Connecting Value Regimes: The Role of Brokers in the Transnational Used Clothing Economy
Friday, 11 July 2025: 13:45
Location: FSE005 (Faculty of Education Sciences (FSE))
Oral Presentation
Eva BOSSUYT, The Paris Institute for Political Studies (Sciences Po Paris), France
The ways organizations create and assign value have long been studied through the lens of global value chains. Drawing on this legacy, this paper examines the transnational circulation of used clothing in France, Chile, and Bolivia to analyze local-to-global processes of valuation and commodification. Ethnographic research in these three contexts provides the basis for analyzing the classification activities of brokers, with a particular emphasis on exporters in France and importers of used clothing in Chile and Bolivia. The materiality and value of this object are explored in various settings, from French collection bins and sorting warehouses to Chilean landfills and Bolivian street markets. This reconstitution of the social life of clothing enables the identification of intersections, frictions, and nodes of valuation across the Global North and South.

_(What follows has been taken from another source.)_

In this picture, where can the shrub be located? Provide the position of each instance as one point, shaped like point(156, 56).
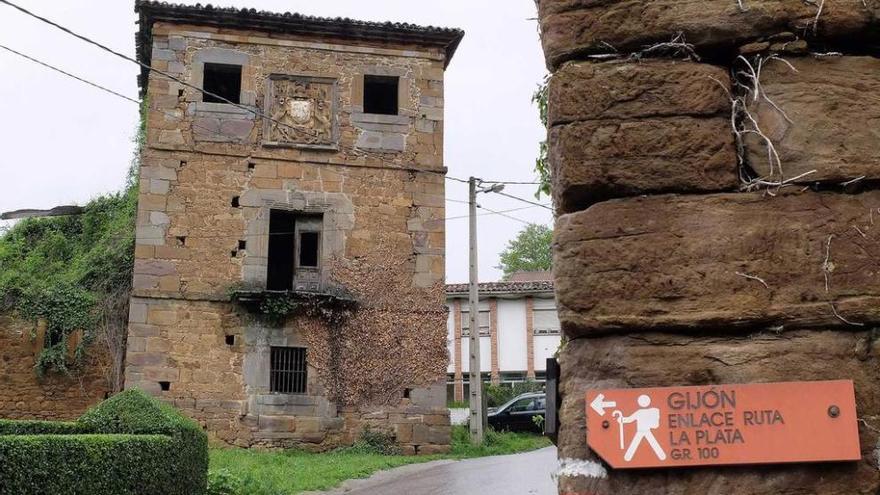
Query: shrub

The paper demonstrates that brokers in the used clothing value chain translate and connect different value regimes – through sorting and grading – to seize trade opportunities. I argue that this entrepreneurial strategy for capital accumulation coexists with a new grammar of worth under the Anthropocene, wherein the concept of circular economy serves as an industrial imperative for value extension and extraction.
This contribution highlights the importance of considering the mobility and diversity of used clothing – from unsold items to gifts and waste – in understanding the coexistence of value regimes, the peripheries of valuation processes, the boundaries of capitalist value, and the standardization and disputes over value regimes in transnational contexts.